Yesterday, we drove everyone up to the small, end of the road town of Talkeetna and they attended an orientation presented by the National Park Service. This is required of all climbers attempting Denali and consists of a PowerPoint presentation and a question and answer session.
Years ago, the orientation was in the form of a video that was so gruesome that it was not uncommon to have prospective climbers decide not to go onto the mountain after seeing it! The Park has toned down the images of frostbite and mangled limbs, but still does a very effective job of promoting communication amongst the team, which is one of our most valuable tools.
Following the team’s orientation registration with the NPS, they sorted their gear for the flight to the glacier. Unfortunately, the weather was not conducive to flying and they spent the afternoon waiting for a window in which to fly. The afternoon turned into evening and the group spent the night in Talkeetna.

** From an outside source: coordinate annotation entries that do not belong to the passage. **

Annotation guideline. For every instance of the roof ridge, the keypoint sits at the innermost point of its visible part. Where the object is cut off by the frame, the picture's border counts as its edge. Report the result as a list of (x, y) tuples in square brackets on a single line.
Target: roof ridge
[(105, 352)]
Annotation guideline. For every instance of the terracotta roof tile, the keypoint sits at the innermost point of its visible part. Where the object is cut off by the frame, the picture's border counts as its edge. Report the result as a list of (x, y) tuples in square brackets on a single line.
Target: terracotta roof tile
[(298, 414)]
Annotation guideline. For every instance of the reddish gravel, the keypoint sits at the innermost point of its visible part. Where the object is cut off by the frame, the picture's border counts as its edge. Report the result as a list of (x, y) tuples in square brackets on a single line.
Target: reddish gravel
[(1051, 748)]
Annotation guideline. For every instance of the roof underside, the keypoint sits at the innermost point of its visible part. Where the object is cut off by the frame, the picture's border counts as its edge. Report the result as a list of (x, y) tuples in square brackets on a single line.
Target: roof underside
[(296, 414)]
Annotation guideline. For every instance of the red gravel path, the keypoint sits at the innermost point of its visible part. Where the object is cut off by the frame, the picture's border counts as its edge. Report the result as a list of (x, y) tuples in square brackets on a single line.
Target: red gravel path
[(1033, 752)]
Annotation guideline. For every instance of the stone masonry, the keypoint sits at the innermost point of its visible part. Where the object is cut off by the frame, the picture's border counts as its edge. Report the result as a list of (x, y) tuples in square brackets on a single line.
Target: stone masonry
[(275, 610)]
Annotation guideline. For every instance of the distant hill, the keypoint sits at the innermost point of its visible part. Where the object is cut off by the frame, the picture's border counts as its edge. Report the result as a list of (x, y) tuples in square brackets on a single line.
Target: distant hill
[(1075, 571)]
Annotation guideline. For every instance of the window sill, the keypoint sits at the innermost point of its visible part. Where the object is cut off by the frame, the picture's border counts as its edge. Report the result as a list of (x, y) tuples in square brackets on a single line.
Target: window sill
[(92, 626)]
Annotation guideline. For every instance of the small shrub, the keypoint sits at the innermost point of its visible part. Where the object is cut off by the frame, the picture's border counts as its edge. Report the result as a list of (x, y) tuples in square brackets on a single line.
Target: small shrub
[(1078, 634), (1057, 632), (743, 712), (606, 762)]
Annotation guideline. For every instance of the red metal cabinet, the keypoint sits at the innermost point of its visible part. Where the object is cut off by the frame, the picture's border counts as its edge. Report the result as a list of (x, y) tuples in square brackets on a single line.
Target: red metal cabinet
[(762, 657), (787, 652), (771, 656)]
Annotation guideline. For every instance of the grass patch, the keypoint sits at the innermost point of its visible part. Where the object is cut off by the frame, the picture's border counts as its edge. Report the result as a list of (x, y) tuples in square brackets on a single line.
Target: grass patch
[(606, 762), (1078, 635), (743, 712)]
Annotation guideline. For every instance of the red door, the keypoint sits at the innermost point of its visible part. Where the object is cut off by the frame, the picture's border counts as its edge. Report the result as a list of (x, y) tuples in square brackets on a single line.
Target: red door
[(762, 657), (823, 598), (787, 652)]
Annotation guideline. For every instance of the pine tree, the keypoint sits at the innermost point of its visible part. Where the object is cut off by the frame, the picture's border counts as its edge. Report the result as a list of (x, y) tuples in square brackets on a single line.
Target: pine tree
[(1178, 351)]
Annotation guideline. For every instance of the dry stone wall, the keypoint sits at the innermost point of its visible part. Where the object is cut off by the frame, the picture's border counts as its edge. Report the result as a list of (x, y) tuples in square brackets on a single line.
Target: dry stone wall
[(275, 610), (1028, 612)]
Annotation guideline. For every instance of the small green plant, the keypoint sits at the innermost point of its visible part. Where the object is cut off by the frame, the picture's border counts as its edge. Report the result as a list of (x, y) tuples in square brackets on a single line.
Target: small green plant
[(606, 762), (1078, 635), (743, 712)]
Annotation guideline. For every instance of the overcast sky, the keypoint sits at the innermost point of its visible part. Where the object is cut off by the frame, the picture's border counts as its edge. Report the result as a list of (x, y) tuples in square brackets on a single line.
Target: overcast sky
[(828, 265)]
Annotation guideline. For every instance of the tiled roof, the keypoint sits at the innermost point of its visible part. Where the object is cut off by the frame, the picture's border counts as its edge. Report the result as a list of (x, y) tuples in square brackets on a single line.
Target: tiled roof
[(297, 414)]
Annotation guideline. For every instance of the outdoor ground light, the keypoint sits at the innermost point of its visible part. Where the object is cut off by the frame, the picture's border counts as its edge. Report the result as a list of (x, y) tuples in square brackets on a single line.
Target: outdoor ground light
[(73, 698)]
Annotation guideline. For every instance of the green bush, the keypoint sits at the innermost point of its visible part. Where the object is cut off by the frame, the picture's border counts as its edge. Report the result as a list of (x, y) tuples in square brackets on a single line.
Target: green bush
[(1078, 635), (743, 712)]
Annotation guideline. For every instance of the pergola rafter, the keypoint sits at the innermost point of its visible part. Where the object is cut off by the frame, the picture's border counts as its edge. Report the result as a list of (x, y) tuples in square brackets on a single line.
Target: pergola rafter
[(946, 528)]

They are hoping to fly this morning, but we have not heard that planes have launched as yet. We’ll keep you posted.
Here is the team:
David Wermuth from Arizona
Karl Pettijohn from California
Meerie Barkle from Australia
Michael Theologos from New York
Ray Aderholt from Alabama
Jacob Schmitz from Oregon (lead guide)
Greg Nappi from Alaska (guide)
Adam Smith from Alaska (guide)
Kelly Ryan from Colorado (guide)
James Gustafson from Alaska (guide)
This trip is one of three “Highly Supported” Denali climbs that Mountain Trip offered for this climbing season. We staff these trips at a 1:1 ratio and employ a variety of tactics that allow our climbers to ascend carrying only their personal gear. These have proven very popular amongst our guides and our climbers.